L’offensif coureur belge avait lui-même essayé d’attaquer juste avant, dans la montée de Tienne aux Pierres, à Wépion.

"J’avais de très bonnes jambes et je voulais déjà ouvrir la course bien avant cette montée, mais l’équipe a demandé que j’attende", continue Tim Wellens. "Comme j’ai gagné, je peux dire qu’elle a eu raison ! J’ai demandé à l’équipe de rouler à bloc dans cette avant dernière montée, où j’ai essayé de partir seul. Mais c’était vent de face et cela n’a pas fonctionné. J’ai ensuite bien géré le final, la descente de la Citadelle et l’amorce du sprint pour m’imposer."

Comment a-t-il géré son sprint ? "Juste avant l’arrivée, je m’étais placé derrière un Quick Step et je sentais que les autres de cette équipe voulaient se placer devant moi, sans doute pour laisser un trou par rapport au premier de leur coureur, mais je ne les ai pas laissé faire", répond-il. "Ce qui m’a permis d’aborder le sprint bien placé. Comme nous étions passés une première fois sur la ligne d’arrivée sur le circuit local, je savais qu’il fallait lancer le sprint après le dernier virage. Ce que j’ai fait. Je suis vraiment content avec cette victoire ! J’avais hésité à venir sur cette épreuve. Mais mon équipe m’a convaincu en me disant que j’avais 80 % de chances de m’imposer…"

Il l’a fait ce dimanche. Et il peut aussi penser désormais à la victoire finale, lui qui a pris le maillot jaune de leader.

"Mais attention, je n’ai pas beaucoup d’avance et les Quick Step sont solides et nombreux à être bien placés au classement général", prévient-il. "C’est loin d’être fini ! Surtout que mon coéquipier Monfort, qui connaît bien la région de l’arrivée, ce lundi, m’a prévenu que le final y sera dur. Ce seront donc les jambes qui parleront dans la dernière côte."

Et il espère qu’elles parleront aussi bien que ce dimanche !

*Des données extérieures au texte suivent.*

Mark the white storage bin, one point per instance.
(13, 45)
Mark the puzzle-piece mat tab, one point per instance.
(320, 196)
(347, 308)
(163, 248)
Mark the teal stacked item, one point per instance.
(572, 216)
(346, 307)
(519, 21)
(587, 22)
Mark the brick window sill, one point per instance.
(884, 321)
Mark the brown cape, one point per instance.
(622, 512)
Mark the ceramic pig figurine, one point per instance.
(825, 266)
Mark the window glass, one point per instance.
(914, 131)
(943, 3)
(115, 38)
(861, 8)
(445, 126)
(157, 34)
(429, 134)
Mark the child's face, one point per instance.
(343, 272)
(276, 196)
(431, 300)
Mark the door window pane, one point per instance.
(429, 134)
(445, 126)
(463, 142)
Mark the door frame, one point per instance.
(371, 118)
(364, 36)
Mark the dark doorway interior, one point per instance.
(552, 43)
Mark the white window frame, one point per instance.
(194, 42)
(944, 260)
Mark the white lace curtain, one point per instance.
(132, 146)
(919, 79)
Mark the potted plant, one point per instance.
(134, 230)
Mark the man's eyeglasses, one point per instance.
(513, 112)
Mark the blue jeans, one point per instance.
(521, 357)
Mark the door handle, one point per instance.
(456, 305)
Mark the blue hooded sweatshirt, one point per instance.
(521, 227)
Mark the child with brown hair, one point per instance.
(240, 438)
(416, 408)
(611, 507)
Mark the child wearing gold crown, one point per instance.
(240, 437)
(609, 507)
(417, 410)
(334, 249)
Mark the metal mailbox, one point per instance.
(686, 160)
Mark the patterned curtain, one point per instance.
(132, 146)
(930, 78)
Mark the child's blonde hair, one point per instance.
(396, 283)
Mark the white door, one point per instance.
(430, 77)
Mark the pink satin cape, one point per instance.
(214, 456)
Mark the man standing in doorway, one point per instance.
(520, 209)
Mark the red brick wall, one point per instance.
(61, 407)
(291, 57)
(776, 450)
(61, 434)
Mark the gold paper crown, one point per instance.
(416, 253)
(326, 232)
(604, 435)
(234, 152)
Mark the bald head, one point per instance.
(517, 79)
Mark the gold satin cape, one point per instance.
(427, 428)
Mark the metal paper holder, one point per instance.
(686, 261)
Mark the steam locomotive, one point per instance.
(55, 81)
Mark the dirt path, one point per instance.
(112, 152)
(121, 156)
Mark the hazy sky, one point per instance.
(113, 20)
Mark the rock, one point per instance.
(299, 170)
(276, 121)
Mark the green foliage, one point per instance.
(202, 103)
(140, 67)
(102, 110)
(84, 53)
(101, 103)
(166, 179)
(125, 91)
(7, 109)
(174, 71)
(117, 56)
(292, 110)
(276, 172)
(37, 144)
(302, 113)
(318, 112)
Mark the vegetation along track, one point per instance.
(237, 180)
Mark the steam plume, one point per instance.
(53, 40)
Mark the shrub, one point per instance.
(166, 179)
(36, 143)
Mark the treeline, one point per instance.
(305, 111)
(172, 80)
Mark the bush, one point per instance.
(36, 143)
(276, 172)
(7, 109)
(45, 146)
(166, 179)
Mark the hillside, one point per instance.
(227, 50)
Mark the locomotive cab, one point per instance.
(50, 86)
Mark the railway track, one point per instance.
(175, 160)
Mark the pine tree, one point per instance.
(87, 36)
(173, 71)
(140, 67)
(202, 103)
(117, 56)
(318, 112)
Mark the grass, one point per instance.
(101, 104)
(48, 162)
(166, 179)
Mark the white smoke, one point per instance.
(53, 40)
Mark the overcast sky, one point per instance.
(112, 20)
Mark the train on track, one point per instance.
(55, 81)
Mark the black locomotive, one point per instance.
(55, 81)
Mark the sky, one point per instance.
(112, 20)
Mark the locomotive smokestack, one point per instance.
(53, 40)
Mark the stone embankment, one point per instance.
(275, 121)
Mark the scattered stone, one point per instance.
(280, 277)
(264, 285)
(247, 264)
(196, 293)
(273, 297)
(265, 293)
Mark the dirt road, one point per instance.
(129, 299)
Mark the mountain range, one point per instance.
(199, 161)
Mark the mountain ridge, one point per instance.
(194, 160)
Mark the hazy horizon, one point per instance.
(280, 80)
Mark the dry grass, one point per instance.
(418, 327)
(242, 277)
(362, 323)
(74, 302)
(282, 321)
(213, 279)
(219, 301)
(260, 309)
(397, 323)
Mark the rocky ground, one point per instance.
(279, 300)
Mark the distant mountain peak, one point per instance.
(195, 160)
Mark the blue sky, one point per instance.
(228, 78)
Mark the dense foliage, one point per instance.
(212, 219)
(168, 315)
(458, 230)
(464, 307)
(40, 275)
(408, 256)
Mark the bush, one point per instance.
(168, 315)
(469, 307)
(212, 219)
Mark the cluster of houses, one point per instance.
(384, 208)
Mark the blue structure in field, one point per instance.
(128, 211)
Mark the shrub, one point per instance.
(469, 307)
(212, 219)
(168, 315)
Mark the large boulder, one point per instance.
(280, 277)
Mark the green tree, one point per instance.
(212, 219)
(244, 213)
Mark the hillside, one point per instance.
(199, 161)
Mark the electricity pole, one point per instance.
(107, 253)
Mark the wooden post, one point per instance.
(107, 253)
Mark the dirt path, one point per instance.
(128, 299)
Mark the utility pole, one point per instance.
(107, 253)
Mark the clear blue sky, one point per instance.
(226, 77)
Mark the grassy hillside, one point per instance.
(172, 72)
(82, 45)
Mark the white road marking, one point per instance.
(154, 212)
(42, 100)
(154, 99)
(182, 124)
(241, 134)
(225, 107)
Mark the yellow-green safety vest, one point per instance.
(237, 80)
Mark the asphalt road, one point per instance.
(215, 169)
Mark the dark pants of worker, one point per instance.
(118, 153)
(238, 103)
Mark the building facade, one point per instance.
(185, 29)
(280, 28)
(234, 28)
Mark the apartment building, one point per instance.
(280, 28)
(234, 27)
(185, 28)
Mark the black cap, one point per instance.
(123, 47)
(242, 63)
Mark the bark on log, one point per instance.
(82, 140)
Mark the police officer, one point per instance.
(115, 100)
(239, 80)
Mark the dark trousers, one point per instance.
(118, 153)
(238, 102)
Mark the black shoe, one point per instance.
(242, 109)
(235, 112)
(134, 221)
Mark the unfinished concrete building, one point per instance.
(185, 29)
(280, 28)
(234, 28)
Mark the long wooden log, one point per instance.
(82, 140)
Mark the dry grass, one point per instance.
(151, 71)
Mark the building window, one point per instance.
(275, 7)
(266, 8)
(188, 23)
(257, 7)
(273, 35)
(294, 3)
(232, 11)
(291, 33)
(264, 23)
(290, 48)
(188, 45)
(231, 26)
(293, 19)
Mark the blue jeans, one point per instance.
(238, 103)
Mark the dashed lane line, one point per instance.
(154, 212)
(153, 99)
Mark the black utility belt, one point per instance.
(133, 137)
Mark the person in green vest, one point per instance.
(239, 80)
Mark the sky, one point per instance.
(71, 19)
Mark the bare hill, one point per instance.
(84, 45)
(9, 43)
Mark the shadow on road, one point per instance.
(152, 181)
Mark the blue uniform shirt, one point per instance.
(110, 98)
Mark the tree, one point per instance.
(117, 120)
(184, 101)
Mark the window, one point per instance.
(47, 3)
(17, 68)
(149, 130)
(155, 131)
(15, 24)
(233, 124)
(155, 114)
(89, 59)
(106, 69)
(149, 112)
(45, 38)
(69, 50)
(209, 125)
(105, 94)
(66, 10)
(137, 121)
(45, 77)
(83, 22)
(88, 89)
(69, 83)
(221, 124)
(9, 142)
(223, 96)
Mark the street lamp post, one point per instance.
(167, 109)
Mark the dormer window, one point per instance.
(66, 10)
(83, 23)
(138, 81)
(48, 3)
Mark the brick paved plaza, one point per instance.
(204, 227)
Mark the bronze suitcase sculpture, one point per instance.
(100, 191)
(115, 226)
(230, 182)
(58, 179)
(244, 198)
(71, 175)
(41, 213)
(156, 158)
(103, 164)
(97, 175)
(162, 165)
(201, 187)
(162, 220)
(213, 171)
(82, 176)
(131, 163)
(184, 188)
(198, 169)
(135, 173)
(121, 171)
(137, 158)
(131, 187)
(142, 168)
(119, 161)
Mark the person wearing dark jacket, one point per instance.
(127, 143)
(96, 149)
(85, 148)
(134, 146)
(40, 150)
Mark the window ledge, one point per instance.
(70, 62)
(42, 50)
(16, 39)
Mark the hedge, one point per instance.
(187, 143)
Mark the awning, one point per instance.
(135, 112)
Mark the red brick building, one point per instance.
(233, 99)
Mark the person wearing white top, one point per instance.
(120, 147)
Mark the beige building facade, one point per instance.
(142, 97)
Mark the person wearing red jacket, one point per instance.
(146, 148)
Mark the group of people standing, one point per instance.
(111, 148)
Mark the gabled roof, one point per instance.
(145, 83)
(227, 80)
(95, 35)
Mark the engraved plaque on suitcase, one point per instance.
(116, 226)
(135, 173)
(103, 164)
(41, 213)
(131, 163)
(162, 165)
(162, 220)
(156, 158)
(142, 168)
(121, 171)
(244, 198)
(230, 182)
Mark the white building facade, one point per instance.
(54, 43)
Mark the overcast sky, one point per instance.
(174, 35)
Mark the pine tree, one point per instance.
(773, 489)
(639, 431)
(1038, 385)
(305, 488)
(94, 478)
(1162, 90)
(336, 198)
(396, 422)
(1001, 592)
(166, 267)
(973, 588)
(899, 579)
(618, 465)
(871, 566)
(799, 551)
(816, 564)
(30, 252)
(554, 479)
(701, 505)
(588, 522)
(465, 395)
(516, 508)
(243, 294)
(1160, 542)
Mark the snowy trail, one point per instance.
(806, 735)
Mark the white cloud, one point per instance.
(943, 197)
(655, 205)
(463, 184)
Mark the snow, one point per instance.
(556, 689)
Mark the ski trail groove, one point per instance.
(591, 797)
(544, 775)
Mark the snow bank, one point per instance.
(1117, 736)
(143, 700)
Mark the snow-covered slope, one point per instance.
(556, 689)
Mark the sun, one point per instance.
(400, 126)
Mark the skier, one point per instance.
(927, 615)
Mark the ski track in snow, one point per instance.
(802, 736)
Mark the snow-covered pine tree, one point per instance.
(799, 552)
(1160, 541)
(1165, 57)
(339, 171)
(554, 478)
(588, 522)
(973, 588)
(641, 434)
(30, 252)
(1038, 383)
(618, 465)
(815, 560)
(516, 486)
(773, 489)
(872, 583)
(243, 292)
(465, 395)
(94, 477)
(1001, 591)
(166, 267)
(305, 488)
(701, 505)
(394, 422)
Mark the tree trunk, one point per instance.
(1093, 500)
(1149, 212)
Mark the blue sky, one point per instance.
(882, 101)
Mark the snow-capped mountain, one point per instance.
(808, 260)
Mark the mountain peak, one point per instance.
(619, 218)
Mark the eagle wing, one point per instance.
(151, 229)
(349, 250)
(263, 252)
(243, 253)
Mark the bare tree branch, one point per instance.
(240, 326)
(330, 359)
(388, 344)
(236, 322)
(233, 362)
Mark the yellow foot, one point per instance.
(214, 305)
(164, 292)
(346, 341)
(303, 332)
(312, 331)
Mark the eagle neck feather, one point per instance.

Fabio Aru : "Satisfait de ma condition"

Victime d’une chute samedi dans la première étape, Fabio Aru a passé une meilleure journée, ce dimanche. L’Italien, qui effectue sa reprise sur le Tour de Wallonie après deux mois d’absence, a terminé dans le premier groupe, celui des favoris de l’épreuve wallonne.

“Il y avait pas mal de côtes et je me suis bien senti dans les montées”, commente le leader de la formation UAE Emirates, qui a tenté d’éviter le sprint du premier groupe en attaquant à quatre kilomètres de l’arrivée. “Je suis assez satisfait de ma condition.”


Monfort : "Tim est tellement fort !"

Le Wallon aura du boulot, ce lundi, sur l’étape qui arrive dans sa région.

L’accolade de remerciement donnée par Tim Wellens à ses coéquipiers a été sincère, ce dimanche, en plein cœur de Namur, quelques secondes après sa victoire de la deuxième étape. Parmi les coéquipiers de Lotto-Soudal, il y avait le capitaine de route Maxime Monfort, qui est arrivé dans le deuxième groupe.

"C’est une belle victoire pour l’équipe, sourit le coureur wallon. Je suis très content. C’est un bonheur similaire à une victoire personnelle. Car je prends beaucoup de plaisir à me sacrifier au service du collectif. Et surtout pour un leader comme Tim. Toute la journée, je l’ai protégé au mieux. Ce qui n’était pas simple. Et puis nous avons ensuite fait un gros tempo dans la montée de Tienne-aux-Pierres, comme nous l’avions prévu. Ce n’était pas évident car il y avait de la bagarre ! Et nous avons pris des risques. Car après ce forcing, le bon groupe est sorti. Avec Tim, mais sans coéquipier. Et il était face à cinq… Quick Step. Mais Wellens est tellement fort et tellement sûr de lui que ça a réussi !"

Le Wallon sait qu’il aura du boulot, ce lundi, pour l’étape qui arrive à La Roche-aux-Ardennes, sa région d’origine.

"Mais c’est ce que nous voulions avec cette victoire d’étape et ce maillot jaune à défendre, termine Monfort. Et il faut aussi savoir se sacrifier. Je pense que j’aurais pu par exemple terminer dans le premier groupe. Mais pas conclure comme Tim l’a fait."